There are so many environmental factors that affect how we feel at work: noise, lighting, air quality and office layout, for starters. Some of these influences can be uncomfortably obvious, while others have more subtle effects...
Cultural factors make a big difference too, and they’re often bound up with our physical surroundings. An office that provides a thoughtfully designed break-out room or pleasant café space is likely to promote a collaborative culture (good for business) where staff feel valued as a whole person, and not just a unit of productivity (good for staff).
Take a break from noise
Providing these alternative working spaces can also help to address the problem of noise, which Sam Sahni, Head of Workplace Consultancy at office interior design and fit-out specialist Morgan Lovell, says is high on the list of workplace woes.
"One of the biggest complaints staff have is that their workplace is too noisy. On our recent projects, the focus has been on what is known as the ‘third space’, which is essentially anywhere in the office environment away from the desk. Designing break-out areas where employees feel comfortable working by themselves or in groups can result in decreased noise levels as activity is moved away from the open plan. It also fosters greater collaboration."
Still looking for answers
There’s nothing new in the idea that how we feel at work and the results we can achieve there are linked. And as both are so clearly influenced by our surroundings, it’s no wonder employers are seeking advice from office design experts.
Our understanding of the ideal working environment is evolving, as Sam explains: "From the lessons learned over the years, we have found that dynamic, activity-based working spaces to suit different working styles are vital in terms of moving away from the standard open-plan tedium".
More than work
This sounds like the death knell for the open-plan office, which simply can’t meet the multi-layered requirements we now have. For many of us, work isn’t just 'work'; it’s a place to meet people, a place to socialise, a source of identity, and even a second home for some.
Balance through control
If 'new ways of working' make you think of flexitime or remote working, you’re not wrong: these developments in our working practices also aim to give more control to the individual – something that is widely praised for enhancing wellbeing and work-life balance.
Do teams need offices?
Of course, there are critics, who believe that some of these flexible approaches can be problematic – fragmenting teams and reducing meaningful, face-to-face interactions. It's a difficult balance to strike – as shown by the well-known example of Yahoo CEO Marissa Mayer 'recalling' all remote employees to the office.

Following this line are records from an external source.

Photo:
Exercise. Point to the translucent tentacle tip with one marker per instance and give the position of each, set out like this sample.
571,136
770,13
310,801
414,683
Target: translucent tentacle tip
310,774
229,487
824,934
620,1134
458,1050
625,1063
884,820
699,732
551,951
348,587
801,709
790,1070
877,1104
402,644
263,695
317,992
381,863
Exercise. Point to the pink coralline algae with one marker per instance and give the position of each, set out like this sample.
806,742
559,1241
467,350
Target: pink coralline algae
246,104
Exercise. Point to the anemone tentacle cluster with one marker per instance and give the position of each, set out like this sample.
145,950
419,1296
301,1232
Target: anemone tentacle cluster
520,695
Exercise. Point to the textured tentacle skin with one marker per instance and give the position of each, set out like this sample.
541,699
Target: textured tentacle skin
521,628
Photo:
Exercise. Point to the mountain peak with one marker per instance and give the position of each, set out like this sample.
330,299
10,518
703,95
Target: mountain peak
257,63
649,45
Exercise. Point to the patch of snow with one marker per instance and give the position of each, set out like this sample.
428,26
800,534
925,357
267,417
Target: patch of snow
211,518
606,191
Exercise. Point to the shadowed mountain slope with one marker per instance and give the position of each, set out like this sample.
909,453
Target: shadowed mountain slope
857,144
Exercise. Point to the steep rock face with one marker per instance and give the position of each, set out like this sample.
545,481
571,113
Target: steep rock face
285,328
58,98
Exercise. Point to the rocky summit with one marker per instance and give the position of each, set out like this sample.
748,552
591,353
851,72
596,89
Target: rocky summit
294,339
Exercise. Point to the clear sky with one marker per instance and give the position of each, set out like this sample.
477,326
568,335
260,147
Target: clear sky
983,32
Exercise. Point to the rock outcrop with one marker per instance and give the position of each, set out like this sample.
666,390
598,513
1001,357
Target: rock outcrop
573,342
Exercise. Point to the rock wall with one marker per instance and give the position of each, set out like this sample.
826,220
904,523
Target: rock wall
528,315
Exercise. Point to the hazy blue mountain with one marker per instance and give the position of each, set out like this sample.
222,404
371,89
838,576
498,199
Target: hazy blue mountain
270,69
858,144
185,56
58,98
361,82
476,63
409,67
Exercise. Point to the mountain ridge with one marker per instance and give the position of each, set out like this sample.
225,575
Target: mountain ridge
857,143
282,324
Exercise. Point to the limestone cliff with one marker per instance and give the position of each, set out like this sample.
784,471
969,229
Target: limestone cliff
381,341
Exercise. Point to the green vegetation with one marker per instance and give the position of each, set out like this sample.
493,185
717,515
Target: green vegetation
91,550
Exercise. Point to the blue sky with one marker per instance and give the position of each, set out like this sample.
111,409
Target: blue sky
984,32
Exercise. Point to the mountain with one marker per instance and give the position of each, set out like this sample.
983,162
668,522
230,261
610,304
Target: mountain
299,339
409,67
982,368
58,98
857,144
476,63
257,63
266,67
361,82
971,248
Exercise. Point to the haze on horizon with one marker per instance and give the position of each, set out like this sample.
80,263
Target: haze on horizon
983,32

Mayer wrote in her memo: "Some of the best decisions and insights come from hallway and cafeteria discussions, meeting new people, and impromptu team meetings". This idea of enabling 'chance encounters' and informal discussions is key to the fluid design of many modern workplaces.
Say goodbye to your desk...
Sam adds that the predominance of smart mobile devices also enables this movement, meaning that many of us can now work away from the traditional desk "as the bond between worker and desk gets weaker" and employers recognise that "good work is not necessarily confined to one space".
...and take control of your workspace
And so, as the desk begins to be snubbed, the worker takes centre stage. Rather than expecting employees just to 'get on with it' in whatever environment they are given, the emphasis now is on helping individuals to create their own optimal workspace. This includes everything from the ergonomics of their chair to the air they breathe.
Sam says: "Fresh air is also at the top of the list of things that all office designs should consider. Maintaining or improving air quality and thermal comfort can have a striking effect on staff health, alertness, wellbeing and productivity as it can maximise individual control, reduce heat gain, and increase natural ventilation and air purification. In addition, there are obvious cost-saving advantages".
Other approaches to achieving the twin goals of increased productivity and improved work-life balance may seem further from reach - quite literally. One 'disappearing office' in Amsterdam vanishes at 6pm sharp, when the desks are pulled up into the ceiling space by steel cables.
But perhaps the most workable approach is that described by Neil Grimmer, co-founder and CEO of Plum Organics. He says: "Whether you’re an entrepreneur starting a company or you’re working for someone else, work should be an extension of your life. If that’s not the case, if you don’t feel like work is an extension of who you are, you always will have a trade-off between work and life. We have a saying: ‘BYOS.’ It stands for ‘Bring Your Own Self.’ And it means that there should never be a separation between who our employees are outside these offices and who they are inside."